Tomorrow: A connection to Game of Thrones.

TV Week from September 30 - October 6, 1973

 I was cleaning out a closet a few months back and came across a manila envelope with a couple of TV Week booklets from the Minneapolis Tribune, one of them for the week of September 30 - October 6, 1973.  That's 50 years ago, starting today!  This week, I'll be showing you some differences between the media universe from 1973 and 2023.  It's very like me to save souvenirs for no particular reason and at first I didn't understand why I saved this particular edition but it came to me after couple days.  I'll share that reason with you on October 2.

If you need someone to explain what newspaper was, or what a weekly TV booklet was, or what broadcast television was, I'm not your guy.  We're just going to have fun looking at what the three-channel television universe looked like and see how different it was compared to today's 500-channel cable systems and multiple streaming service reality.

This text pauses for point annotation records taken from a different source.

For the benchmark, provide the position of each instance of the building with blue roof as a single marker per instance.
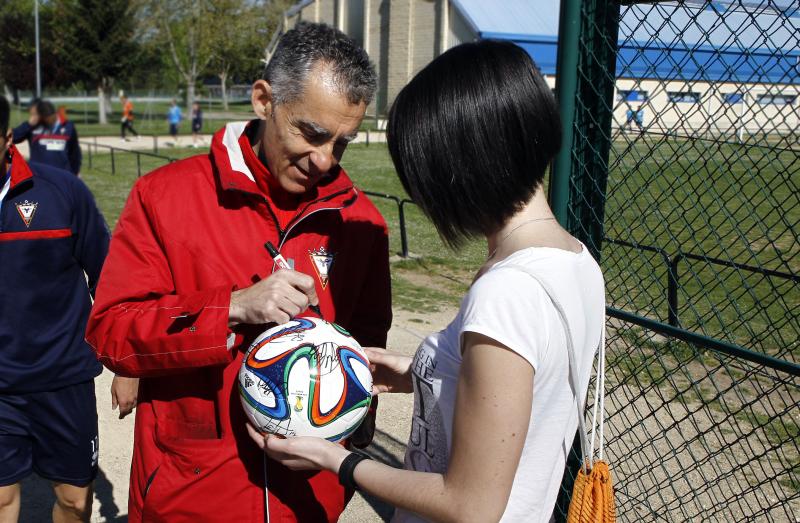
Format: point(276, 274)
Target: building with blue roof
point(677, 67)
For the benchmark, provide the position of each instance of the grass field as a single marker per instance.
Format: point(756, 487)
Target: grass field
point(151, 117)
point(731, 203)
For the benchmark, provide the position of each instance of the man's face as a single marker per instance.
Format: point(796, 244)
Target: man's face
point(304, 141)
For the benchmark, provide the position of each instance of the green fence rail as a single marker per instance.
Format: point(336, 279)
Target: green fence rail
point(683, 177)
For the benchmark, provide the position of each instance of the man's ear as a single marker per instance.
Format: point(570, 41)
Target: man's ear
point(261, 98)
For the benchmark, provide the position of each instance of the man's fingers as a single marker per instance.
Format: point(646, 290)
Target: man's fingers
point(256, 436)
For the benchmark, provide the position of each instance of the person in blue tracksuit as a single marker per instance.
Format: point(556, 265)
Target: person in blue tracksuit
point(53, 241)
point(174, 117)
point(52, 142)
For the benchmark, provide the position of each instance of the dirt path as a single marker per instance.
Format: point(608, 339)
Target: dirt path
point(116, 441)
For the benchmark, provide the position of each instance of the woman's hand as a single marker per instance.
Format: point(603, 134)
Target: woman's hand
point(391, 372)
point(300, 453)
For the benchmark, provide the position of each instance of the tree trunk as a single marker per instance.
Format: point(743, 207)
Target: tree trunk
point(223, 77)
point(101, 104)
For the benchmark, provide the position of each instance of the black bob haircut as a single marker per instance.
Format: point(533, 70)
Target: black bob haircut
point(471, 137)
point(5, 115)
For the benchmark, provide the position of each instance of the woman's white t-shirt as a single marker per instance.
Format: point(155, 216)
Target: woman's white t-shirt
point(509, 306)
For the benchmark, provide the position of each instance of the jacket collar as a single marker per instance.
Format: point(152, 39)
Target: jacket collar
point(234, 174)
point(19, 167)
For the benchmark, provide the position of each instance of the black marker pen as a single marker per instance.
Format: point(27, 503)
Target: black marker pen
point(281, 262)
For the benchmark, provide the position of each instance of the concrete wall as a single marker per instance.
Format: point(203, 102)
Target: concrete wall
point(711, 114)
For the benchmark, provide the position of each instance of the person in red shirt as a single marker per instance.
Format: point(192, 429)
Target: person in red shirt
point(188, 284)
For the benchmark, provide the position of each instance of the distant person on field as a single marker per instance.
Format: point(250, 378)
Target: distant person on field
point(53, 241)
point(51, 142)
point(197, 123)
point(174, 117)
point(62, 114)
point(127, 117)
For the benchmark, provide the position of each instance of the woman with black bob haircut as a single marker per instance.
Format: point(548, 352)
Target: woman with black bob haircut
point(494, 414)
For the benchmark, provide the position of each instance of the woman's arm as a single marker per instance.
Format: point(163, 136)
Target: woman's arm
point(493, 403)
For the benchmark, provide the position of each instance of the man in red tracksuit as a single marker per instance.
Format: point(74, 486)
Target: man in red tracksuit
point(188, 284)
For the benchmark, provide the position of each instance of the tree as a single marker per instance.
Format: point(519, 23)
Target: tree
point(186, 29)
point(18, 52)
point(244, 28)
point(97, 43)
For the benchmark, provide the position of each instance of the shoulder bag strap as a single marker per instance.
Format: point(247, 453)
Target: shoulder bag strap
point(587, 458)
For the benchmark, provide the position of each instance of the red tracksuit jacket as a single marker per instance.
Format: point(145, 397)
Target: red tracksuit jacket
point(189, 234)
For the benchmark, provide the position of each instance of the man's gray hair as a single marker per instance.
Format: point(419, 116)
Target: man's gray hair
point(307, 45)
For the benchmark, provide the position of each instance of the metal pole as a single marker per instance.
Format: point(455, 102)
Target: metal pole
point(403, 233)
point(566, 89)
point(672, 289)
point(38, 64)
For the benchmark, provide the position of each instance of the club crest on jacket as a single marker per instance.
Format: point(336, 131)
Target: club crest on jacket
point(322, 261)
point(26, 211)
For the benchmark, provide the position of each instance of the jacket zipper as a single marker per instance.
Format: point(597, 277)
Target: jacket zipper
point(315, 211)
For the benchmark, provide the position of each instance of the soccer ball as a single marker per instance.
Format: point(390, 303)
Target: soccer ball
point(306, 377)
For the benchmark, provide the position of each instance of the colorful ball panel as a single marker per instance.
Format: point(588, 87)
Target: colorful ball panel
point(306, 377)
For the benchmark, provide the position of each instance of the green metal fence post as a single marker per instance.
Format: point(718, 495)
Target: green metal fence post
point(566, 90)
point(569, 33)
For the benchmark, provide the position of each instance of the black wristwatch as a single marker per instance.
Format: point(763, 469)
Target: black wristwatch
point(347, 468)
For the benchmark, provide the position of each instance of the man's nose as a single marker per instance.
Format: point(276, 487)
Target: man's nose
point(323, 159)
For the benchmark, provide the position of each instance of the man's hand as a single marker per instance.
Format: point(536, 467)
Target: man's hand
point(275, 299)
point(124, 392)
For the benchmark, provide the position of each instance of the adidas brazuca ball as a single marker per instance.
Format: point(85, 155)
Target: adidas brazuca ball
point(306, 377)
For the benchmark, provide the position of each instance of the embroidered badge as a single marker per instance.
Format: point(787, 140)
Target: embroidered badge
point(26, 211)
point(323, 260)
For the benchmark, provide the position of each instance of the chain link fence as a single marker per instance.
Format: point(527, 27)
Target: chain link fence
point(683, 176)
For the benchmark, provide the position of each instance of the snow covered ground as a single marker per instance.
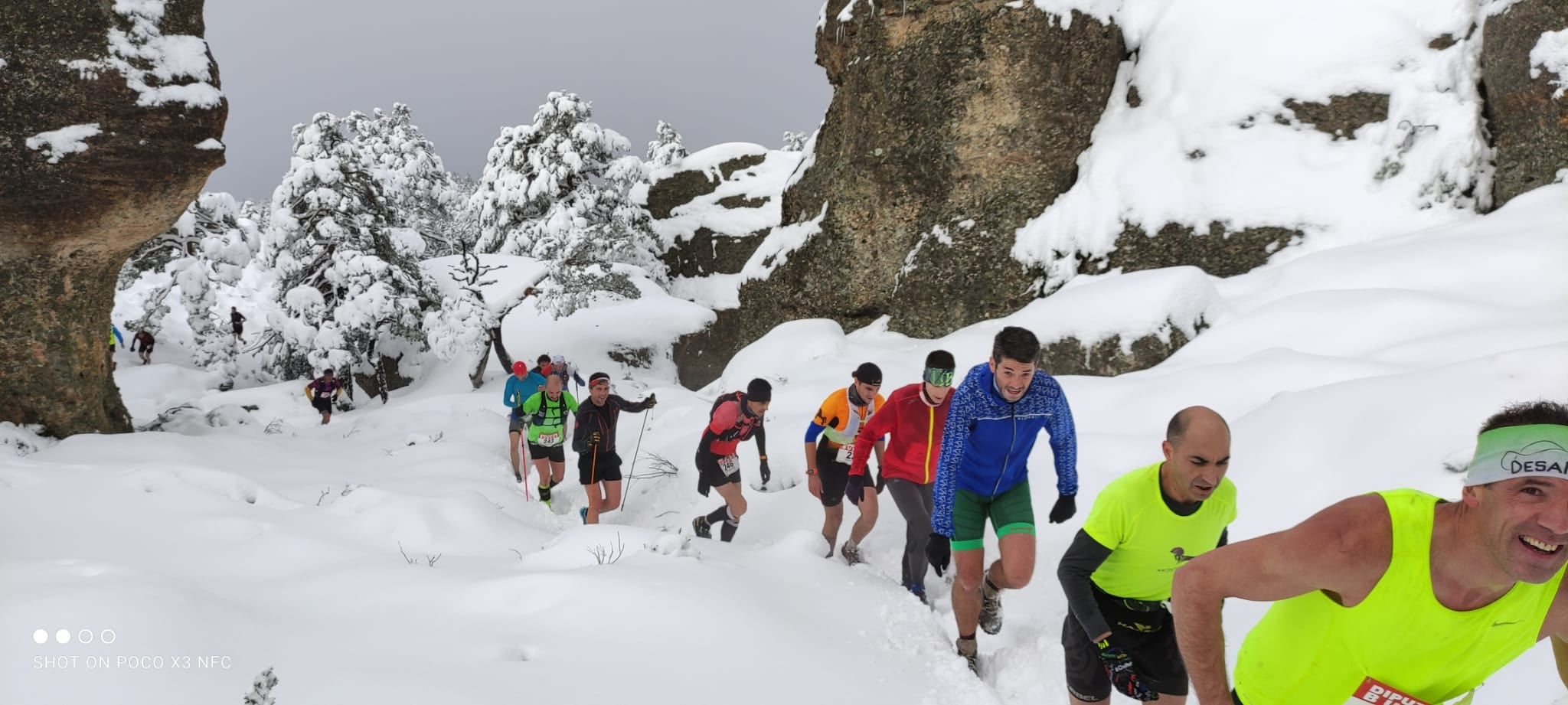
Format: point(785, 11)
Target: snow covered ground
point(389, 558)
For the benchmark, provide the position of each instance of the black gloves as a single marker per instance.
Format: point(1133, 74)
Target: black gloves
point(857, 489)
point(1125, 676)
point(1067, 507)
point(939, 552)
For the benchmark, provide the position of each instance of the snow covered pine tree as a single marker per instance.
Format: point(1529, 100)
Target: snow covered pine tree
point(419, 190)
point(665, 149)
point(348, 282)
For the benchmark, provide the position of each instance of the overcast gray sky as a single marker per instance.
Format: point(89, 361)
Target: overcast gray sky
point(717, 70)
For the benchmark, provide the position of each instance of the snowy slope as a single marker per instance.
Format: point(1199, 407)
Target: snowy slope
point(1211, 139)
point(1341, 372)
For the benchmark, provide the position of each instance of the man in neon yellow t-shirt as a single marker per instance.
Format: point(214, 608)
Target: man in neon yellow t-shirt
point(1396, 596)
point(1119, 573)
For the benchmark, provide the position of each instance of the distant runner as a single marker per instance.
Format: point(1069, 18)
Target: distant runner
point(322, 392)
point(830, 444)
point(1117, 576)
point(145, 341)
point(546, 413)
point(915, 416)
point(998, 413)
point(565, 370)
point(519, 386)
point(733, 419)
point(593, 439)
point(1396, 596)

First, I should probably point out that the Minneapolis Tribune is now the StarTribune.  For almost a century, the paper's owners published the Tribune in the morning and the Minneapolis Star in the afternoon.  In 1982, they killed the afternoon edition and changed the morning paper's name to the Star and Tribune.  Later, they dropped the "and" and pushed the two names together.  When I think about the Minneapolis paper these days, which is rarely, I still call it the Tribune.

On the cover of this TV Week is a promo picture for a new 30-minute Friday night comedy on CBS called "Roll Out."  It was supposed to be a World War II comedy in the style of M*A*S*H, and was produced by the company that produced M*A*S*H.  "Roll Out" would be gone after January.


When we start looking at the daily listings, you'll notice the Tribune only lists four channels.  That's because there were only six TV stations broadcasting in the Minneapolis-St Paul market at the time.  The two PBS stations (KTCA-2, KTCI-17) apparently weren't worth the newspaper's trouble to include in the schedule grid, although they did have a small side area each day - with small print - for readers who wanted to seek them out.  The stations in the grid are your standard CBS, NBC, and ABC affiliates, and one independent.  Compared to today's endless cable channels, the listings look kinda sparse.